At this point in my ongoing study of a Prime number relation I posted as a question two months ago requires me to find a direct proof for the following:
$\forall n \gt 2 \land k \gt 1 $
$$n!= \Biggl\lfloor { \frac {n!\, \left( {n}^{k}-1 \right) ^{n}}{ \left( n-1 \right) ^{n}}} \Biggr\rfloor \frac{\left( n-1 \right) ^{n}}{ \left( {n}^{k}-1 \right) ^{n} }$$
I already have a very long winded proof involving a Discrete Fourier Transform that people will not like, but I am hoping to find a simpler more elementary proof.

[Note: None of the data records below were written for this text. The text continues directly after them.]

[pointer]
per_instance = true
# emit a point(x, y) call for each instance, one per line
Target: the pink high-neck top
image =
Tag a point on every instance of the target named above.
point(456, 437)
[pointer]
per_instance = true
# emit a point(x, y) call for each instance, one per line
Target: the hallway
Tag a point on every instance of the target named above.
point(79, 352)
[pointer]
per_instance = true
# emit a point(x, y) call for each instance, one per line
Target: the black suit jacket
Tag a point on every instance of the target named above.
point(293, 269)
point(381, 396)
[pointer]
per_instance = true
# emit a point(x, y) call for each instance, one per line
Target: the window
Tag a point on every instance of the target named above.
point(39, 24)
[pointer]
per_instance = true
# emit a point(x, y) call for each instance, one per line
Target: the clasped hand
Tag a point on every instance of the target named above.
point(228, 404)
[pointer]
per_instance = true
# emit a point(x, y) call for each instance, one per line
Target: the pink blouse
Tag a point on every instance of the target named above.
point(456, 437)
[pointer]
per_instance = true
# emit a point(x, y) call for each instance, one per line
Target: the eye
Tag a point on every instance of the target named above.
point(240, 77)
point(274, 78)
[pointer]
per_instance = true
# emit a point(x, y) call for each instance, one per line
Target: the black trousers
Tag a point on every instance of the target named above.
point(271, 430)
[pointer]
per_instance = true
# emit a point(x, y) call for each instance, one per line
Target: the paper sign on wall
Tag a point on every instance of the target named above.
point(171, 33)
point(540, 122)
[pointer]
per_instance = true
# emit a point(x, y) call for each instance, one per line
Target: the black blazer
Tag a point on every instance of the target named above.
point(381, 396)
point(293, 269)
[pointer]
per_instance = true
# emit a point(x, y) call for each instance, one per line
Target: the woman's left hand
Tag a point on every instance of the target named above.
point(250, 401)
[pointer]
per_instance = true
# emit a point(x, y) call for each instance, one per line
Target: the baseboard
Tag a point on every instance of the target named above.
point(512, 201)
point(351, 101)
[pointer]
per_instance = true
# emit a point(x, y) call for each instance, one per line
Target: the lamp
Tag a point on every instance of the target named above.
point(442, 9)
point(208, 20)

Because $n-1$ divides evenly into $n^k - 1$ (the quotient is $n^{k-1} + n^{k-2} + \ldots + 1$, because of the geometric series theorem), the number $$ u = \frac{ (n^k - 1)^n}{(n-1)^n} = \left(\frac{n^{k}-1}{n-1}\right)^n $$ is an integer, hence $n!u$ is an integer as well, and since the floor of an integer is that integer, your expression on the right becomes $$ \lfloor n! u \rfloor \cdot \frac{1}{u} = (n!u) \frac{1}{u} = n!, $$ and your claim is proved.